The approval, granted under a priority review, was accompanied by an FDA green light for Qiagen NV's companion diagnostic test, Therascreen PIK3CA RGQ PCR Kit, to detect the PIK3CA mutation in a tissue and/or a liquid biopsy.

About 40% of patients with HR-positive/HER2-negative breast cancer have PIK3CA mutations, which are associated with tumor growth, resistance to endocrine treatment and a poor overall prognosis, Novartis said.

Novartis evaluated Piqray's efficacy in the SOLAR-1 trial, a randomized trial of 572 postmenopausal women and men with HR-positive, HER2-negative, advanced or metastatic breast cancer whose cancer had progressed while on or after receiving an aromatase inhibitor. Results from the trial showed the addition of Piqray to fulvestrant helped patients whose tumors had a PIK3CA mutation achieve a median progression-free survival of 11 months vs. 5.7 months. (See BioWorld, Aug. 24, 2018.)
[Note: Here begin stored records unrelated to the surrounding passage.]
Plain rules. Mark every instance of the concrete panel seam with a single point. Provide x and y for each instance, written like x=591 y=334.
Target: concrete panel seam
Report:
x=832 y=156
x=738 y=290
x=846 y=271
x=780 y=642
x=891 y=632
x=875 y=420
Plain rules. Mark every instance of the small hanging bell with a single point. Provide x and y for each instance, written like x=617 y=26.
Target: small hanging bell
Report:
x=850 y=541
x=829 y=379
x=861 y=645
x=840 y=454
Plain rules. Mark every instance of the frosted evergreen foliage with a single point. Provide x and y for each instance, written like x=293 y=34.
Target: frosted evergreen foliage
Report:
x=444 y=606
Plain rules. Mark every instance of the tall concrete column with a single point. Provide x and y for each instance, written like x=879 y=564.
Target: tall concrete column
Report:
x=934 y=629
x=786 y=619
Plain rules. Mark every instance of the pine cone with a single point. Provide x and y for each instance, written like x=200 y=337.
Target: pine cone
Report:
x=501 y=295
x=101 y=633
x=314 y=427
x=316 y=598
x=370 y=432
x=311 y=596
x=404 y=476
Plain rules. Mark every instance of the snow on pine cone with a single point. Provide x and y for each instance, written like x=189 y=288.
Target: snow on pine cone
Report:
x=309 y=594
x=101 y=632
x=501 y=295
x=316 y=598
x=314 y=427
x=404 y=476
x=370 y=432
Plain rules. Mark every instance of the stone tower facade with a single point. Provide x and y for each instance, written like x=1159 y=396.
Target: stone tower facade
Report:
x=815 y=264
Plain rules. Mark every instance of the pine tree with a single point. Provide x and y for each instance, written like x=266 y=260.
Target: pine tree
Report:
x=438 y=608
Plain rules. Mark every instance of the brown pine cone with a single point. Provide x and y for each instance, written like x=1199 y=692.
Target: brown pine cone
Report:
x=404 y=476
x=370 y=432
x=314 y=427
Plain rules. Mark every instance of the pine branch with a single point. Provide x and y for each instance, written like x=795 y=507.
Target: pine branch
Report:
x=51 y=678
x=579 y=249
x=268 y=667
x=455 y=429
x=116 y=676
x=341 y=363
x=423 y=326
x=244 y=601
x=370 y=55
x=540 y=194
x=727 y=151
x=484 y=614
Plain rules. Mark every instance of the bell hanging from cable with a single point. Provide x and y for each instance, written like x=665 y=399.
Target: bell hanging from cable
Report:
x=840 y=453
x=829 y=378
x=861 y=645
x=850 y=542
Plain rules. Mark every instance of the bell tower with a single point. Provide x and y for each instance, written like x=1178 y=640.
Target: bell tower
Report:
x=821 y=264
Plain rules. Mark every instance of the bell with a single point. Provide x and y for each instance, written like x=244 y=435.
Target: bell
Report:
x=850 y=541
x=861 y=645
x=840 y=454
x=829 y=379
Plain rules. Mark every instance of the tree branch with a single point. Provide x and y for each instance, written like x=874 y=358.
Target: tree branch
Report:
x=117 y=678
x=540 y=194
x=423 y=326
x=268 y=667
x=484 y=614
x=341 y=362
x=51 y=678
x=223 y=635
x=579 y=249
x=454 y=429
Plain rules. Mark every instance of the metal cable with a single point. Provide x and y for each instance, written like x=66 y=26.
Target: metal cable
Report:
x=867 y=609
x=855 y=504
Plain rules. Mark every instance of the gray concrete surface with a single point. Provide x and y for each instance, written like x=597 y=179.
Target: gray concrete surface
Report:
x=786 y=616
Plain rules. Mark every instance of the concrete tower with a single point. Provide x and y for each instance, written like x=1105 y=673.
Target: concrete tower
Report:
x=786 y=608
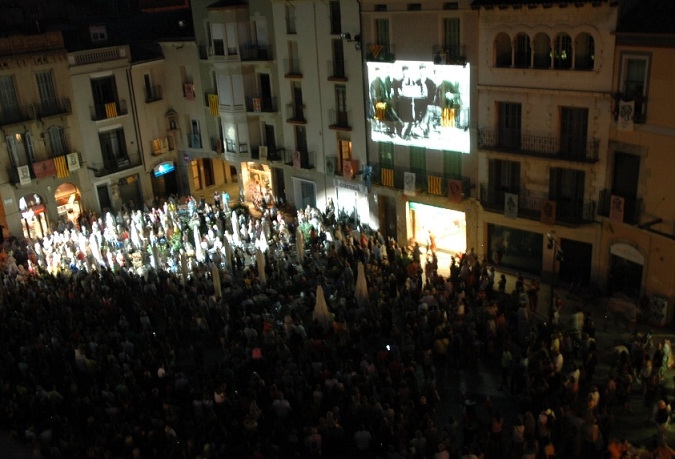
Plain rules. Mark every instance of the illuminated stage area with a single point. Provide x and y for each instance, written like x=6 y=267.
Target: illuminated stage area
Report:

"Today's approval is expected to change the way we practice medicine in advanced breast cancer. For the first time, physicians can test for PIK3CA biomarkers and develop a treatment plan based on the genomic profile of a patient's cancer," said Fabrice André, a researcher and professor at Institut Gustave Roussy in Villejuif, France, who served as the principal investigator for SOLAR-1. The cost at which the advance will come wasn't immediately clear on Friday, as Novartis did not publish pricing details for Piqray.